Red Hat Bugzilla – Bug 680748
[RFE] Named resource agent should run named as the named user, not root.
Last modified: 2016-04-26 12:41:06 EDT
The resource agent for named could do with enhancement. (my testing here is based on adding in the missing /usr/share/cluster/utils/named-parse-config.pl which has a bug entry that is being actioned already) This agent is great but could benefit from a few changes. 1/ It runs the daemon as root. This isn't desirable. There isn't much required to change this. Passing named daemon launch line a "-u named" and chowning the directory that holds the pid file seems to be enough (I did this with a chown named:named `dirname $NAMED_pid_file`, after the creation routine there is probably a cleaner way, it may even be better to chgrp and chmod g+w, haven't checked). 2/ Even though this agent changes the listen address to match the IP address of passed to the service. Zone Transfers etc always come from the main IP of the node running the service. This isn't perfect as these are often secured by source IP (on the up level boxes) (and this is a hassle if a large number of nodes in the cluster) and it is confusing that it isn't the cluster service IP. The resource script should probably (even if by an option) change not just listen-on but set "transfer-source", "query-source", "notify-source". There maybe others. I have looked at Fedora 14's named resource agent and it doesn't seem to have these features so this query maybe an upstream one. But I'm not sure what the the upstream is for this?

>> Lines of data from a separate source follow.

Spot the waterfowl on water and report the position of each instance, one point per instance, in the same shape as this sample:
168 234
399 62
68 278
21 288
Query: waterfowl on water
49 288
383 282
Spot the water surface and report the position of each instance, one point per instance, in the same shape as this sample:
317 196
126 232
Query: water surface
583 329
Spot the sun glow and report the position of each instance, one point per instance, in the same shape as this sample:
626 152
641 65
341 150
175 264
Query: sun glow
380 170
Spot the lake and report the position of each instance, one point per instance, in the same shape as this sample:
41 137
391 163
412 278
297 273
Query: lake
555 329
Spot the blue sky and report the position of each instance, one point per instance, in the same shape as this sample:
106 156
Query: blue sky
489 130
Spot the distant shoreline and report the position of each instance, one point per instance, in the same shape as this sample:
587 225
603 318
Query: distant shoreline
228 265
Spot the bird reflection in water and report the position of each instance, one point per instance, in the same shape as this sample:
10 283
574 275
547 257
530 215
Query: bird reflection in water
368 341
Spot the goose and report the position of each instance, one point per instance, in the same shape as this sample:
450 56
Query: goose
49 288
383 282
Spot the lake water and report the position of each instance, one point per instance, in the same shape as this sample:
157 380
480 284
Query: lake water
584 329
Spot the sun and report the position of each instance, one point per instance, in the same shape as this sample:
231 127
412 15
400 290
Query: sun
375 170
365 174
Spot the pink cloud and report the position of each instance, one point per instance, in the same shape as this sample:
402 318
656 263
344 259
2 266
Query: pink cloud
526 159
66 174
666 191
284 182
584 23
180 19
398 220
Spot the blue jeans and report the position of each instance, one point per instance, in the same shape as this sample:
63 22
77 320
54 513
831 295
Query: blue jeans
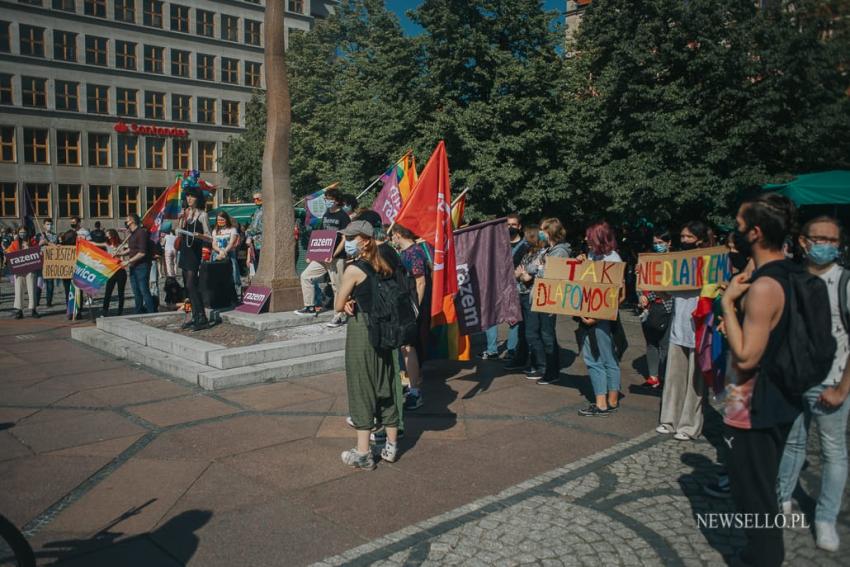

(In reply to comment #0) > I have looked at Fedora 14's named resource agent and it doesn't seem to have > these features so this query maybe an upstream one. But I'm not sure what the > the upstream is for this? @Colin: resource agents are used in a variety of upstream distros, but if you're interested in getting this fixed upstream best place to file a bug would be Fedora against the resource-agents package. When Fedora has this fixed, we can look at pulling the fixes into RHEL.

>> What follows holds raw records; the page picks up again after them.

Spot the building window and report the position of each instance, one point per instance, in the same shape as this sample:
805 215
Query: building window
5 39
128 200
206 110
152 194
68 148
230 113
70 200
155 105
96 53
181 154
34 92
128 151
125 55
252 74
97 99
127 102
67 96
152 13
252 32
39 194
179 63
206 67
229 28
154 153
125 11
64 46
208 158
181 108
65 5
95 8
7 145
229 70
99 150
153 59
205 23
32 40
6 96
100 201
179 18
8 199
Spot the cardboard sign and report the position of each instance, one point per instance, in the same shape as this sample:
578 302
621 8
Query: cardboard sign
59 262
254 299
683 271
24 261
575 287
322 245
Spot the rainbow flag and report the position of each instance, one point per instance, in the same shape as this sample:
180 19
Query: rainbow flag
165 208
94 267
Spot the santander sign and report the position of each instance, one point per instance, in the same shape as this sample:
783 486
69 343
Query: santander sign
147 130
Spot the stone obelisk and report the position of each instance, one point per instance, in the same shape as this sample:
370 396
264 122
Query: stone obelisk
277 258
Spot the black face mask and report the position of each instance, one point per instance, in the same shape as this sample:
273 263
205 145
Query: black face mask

That's cool, I have added a Bug #680775 for Fedora to hopefully action. And I have opened a SR#428006 with support pointing at this bug report. Thanks
Updating bz to refer to issue #1. Making sure the named daemon runs as the user "named" instead of root. Issue #2 has been moved to bz#711586.

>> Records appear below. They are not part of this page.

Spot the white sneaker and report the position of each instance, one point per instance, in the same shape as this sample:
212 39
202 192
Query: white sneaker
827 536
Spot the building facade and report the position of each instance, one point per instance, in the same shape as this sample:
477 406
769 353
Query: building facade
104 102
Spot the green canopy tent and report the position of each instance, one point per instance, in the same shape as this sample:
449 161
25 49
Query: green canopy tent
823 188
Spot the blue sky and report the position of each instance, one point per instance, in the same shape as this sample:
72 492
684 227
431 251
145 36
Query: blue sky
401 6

After digging deeper into getting the agent to run as named, there can potentially be issues if named has already been run as the root user. It's possible that some of the bind configuration files will not have the correct permissions which would break an upgrade. However, there is a simple workaround. Add the option 'named_options="-u named"' to the named service in your cluster.conf file and the service will be run as the user 'named'. Closing this as WONTFIX for now as an upgrade will likely break current installs, and there is a simple workaround.